EEE itself can contain hazardous substances, including toxic metals (e.g., mercury, cadmium, lead) and persistent organic pollutants (polychlorinated biphenyls or PCBs, flame retardants). Open burning at e-waste sites can emit these chemicals, as well as polycyclic aromatic hydrocarbons (PAHs), volatile organic compounds (VOCs) and particulate matter (PM) (An et al., 2014, Tue et al., 2017, Wang et al., 2020). Chemicals found at e-waste sites have been associated with DNA damage, tissue damage, increased glucose levels, reproductive and genital disorders, and carcinogenicity (Ji et al., 2010, Li et al., 2019, McDonald, 2002, Zani et al., 2013). Attention to pollutant exposure and health impacts associated with e-waste recycling has increased (Asante et al., 2012, Bruce-Vanderpuije et al., 2019, Feldt et al., 2014, Moeckel et al., 2020), and stress, body aches, shortness of breath, chest pain, cough and dizziness have been reported among e-waste workers and in neighboring communities (Amphalop et al., 2020, Burns et al., 2016, Li et al., 2008, Ma et al., 2013, Yu et al., 2017).

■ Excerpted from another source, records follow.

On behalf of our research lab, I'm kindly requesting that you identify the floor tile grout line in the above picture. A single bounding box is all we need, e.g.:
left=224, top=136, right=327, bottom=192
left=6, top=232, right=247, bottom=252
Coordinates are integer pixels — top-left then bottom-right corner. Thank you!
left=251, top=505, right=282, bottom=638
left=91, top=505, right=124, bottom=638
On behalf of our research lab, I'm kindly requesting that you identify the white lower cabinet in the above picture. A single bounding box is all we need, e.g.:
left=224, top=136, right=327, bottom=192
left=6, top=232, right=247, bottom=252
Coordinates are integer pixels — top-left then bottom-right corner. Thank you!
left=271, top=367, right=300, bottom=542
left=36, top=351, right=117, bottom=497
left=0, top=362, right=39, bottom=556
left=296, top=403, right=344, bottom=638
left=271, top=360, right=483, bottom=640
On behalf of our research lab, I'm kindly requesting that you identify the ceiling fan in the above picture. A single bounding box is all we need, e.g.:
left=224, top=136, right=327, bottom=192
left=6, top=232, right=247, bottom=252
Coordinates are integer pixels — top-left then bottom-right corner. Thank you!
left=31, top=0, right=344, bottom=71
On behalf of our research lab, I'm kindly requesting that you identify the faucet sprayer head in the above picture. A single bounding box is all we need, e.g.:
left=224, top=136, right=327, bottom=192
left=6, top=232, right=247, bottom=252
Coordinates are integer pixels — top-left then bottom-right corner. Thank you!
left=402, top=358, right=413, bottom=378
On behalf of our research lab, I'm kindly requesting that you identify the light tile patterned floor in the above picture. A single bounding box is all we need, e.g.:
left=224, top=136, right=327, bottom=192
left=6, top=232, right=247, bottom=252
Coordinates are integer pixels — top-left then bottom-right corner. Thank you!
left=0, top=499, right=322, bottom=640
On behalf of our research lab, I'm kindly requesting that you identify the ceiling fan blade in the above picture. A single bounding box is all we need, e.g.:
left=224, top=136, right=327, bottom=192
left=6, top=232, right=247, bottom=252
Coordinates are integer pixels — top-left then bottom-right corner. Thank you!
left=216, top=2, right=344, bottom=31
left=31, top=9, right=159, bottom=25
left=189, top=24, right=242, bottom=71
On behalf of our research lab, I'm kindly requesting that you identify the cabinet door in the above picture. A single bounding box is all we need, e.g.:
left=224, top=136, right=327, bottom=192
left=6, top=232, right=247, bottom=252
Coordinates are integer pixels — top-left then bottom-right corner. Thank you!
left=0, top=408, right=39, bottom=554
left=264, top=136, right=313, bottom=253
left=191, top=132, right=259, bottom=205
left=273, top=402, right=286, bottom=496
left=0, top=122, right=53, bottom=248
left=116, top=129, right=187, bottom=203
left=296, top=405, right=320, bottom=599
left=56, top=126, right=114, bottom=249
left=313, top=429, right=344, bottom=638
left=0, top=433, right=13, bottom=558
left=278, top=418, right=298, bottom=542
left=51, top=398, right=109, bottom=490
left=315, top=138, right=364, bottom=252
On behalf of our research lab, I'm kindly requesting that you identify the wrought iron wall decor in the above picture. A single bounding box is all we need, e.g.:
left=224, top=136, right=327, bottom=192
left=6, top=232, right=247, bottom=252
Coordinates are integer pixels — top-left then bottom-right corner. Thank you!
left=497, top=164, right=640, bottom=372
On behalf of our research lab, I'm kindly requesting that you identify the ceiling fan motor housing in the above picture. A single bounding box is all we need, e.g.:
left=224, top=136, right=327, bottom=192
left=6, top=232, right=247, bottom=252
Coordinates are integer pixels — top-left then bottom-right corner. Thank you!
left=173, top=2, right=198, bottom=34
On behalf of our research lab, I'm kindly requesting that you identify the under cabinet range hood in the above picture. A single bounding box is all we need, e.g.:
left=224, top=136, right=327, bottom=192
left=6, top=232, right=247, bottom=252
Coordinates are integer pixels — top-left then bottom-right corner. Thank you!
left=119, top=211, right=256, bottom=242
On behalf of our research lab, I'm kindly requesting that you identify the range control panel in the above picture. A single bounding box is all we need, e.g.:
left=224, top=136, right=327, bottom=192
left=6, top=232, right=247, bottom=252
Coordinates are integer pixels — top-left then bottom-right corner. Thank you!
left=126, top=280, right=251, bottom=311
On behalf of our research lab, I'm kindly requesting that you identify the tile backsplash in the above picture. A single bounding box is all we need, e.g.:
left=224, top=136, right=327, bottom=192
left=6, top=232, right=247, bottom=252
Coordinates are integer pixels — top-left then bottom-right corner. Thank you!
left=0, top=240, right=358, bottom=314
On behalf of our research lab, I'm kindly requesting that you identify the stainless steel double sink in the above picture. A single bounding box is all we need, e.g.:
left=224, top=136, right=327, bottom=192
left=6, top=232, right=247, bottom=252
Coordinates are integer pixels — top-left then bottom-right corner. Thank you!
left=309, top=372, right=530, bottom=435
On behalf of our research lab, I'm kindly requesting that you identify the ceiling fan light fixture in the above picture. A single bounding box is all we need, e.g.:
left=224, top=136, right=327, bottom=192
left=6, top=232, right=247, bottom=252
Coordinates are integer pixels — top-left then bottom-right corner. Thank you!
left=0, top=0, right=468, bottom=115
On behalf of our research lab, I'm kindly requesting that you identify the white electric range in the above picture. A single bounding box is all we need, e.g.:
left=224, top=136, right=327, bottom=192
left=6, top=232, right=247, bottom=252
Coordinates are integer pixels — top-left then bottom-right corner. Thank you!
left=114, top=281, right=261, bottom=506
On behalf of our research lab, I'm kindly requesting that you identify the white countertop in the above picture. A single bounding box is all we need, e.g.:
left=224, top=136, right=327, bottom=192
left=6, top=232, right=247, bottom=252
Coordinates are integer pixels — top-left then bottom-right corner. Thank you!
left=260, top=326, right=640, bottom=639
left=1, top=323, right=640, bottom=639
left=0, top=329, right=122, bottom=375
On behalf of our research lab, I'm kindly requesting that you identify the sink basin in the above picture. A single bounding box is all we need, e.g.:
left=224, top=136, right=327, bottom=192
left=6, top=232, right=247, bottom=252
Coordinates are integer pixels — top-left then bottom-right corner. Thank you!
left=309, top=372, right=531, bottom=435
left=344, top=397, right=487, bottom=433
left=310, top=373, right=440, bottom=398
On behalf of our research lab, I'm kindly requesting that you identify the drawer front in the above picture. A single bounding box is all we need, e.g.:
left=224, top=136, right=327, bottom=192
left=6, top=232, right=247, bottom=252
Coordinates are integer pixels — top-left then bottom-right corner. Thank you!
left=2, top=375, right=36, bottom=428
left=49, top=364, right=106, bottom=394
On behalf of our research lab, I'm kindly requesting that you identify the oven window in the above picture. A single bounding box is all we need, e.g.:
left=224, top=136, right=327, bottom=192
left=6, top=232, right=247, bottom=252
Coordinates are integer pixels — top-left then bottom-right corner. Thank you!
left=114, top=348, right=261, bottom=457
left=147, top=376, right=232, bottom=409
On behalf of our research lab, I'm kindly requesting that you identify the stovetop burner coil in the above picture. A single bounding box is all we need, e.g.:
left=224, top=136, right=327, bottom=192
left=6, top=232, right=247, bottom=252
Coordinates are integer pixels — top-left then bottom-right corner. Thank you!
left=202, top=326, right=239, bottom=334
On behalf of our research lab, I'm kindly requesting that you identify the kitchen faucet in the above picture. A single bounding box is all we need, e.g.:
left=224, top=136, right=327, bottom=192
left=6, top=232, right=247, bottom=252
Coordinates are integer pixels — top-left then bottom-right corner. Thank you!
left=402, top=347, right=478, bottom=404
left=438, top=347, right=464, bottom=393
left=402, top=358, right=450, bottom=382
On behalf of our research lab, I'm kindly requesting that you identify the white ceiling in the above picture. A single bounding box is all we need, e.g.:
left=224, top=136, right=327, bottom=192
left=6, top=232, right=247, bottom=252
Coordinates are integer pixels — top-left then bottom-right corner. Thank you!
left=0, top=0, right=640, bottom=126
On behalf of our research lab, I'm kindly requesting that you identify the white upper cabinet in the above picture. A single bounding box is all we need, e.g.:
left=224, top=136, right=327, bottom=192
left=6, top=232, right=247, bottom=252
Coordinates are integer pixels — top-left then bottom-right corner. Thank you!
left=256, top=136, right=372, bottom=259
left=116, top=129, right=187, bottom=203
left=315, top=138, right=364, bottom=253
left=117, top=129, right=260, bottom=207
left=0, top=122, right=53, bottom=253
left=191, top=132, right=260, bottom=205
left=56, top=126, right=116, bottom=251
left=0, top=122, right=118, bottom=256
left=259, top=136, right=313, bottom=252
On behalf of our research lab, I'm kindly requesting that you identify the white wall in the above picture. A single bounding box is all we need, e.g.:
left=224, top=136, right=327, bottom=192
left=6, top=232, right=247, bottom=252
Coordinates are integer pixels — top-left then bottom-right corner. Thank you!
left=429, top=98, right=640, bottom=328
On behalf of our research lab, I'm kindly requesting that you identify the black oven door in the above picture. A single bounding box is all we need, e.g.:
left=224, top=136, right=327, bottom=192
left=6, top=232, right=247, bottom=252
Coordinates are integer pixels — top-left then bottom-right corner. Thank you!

While PM and metals measurements have been reported at e-waste sites in Ghana and elsewhere (Ackah, 2019, Kwarteng et al., 2020, Laskaris et al., 2019), information on VOCs is scarce. VOCs include a diverse set of chemicals, e.g., formaldehyde, benzene, chloroform, toluene, and ethylbenzene, and they include many known or suspected toxicants that cause irritation to eyes, skin and nose, damage to the respiratory system, liver and kidney; reproductive effects, and cancer (Anderson et al., 2007, Wolkoff et al., 2000, Wolkoff et al., 2006). Several e-waste recycling processes, especially heating and burning, have been reported to produce extremely high concentrations of VOCs, especially aromatic hydrocarbons (An et al., 2014).

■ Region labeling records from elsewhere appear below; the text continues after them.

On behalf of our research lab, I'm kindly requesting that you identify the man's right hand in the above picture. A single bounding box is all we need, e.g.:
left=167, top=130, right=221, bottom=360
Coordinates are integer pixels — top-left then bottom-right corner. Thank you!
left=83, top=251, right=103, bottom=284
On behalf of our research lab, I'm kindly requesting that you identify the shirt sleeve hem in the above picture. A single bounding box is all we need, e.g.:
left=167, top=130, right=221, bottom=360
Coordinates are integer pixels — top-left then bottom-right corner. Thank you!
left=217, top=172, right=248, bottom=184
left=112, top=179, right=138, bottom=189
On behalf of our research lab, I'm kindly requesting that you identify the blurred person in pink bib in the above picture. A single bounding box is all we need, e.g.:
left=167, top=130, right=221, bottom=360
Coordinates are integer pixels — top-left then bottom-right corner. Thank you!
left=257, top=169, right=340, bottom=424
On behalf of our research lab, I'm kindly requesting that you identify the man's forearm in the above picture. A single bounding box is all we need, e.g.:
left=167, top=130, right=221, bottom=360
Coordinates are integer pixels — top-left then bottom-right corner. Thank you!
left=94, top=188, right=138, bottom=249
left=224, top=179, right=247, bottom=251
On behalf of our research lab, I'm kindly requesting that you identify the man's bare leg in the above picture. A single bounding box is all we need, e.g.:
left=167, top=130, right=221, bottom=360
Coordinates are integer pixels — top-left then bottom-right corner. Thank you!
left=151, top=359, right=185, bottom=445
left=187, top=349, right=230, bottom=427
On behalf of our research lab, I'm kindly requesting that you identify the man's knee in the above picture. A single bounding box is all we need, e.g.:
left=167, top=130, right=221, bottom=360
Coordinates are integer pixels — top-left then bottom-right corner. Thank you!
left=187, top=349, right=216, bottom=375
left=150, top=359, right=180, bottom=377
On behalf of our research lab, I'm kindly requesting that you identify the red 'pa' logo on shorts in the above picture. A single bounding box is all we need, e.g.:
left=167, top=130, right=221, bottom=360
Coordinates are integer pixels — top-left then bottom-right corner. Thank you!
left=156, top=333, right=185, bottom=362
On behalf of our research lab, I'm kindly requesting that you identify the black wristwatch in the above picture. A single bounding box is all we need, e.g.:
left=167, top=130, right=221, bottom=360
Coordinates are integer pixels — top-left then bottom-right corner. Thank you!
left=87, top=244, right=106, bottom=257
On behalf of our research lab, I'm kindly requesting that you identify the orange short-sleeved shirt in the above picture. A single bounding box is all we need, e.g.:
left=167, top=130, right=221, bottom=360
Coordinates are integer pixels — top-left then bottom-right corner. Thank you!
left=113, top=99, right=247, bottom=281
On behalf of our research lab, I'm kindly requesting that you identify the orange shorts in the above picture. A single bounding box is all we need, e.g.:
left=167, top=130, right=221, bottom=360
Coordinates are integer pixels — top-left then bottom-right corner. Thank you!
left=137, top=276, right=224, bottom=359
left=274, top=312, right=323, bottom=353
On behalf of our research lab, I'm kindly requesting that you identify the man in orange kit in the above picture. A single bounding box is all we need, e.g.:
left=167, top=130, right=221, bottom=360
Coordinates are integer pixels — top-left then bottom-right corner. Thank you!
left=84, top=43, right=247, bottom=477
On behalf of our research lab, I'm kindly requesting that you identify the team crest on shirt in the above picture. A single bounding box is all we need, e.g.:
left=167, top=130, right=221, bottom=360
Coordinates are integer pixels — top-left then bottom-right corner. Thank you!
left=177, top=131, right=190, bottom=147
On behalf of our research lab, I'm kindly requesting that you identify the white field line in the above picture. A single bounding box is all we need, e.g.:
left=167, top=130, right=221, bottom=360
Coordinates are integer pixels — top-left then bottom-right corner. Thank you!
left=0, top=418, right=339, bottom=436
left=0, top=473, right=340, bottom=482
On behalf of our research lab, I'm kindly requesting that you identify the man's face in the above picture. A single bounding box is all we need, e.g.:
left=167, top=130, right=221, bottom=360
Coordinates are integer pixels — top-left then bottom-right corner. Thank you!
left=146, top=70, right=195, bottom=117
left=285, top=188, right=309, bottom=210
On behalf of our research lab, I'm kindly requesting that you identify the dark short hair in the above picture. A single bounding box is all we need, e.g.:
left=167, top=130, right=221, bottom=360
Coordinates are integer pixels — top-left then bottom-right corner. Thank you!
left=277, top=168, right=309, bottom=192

This study focuses on VOC exposures at e-waste sites with the overall objective of characterizing levels and exposures to a wide set of VOCs at the Agbogbloshie e-waste site. We used both fixed-site and personal measurements at the e-waste site, as well as measurements at up- and down-wind sites, to identify background levels and evaluate possible effects on neighboring communities. We examined the distributions of VOC concentrations, identified possible sources, and assessed exposure and health risks.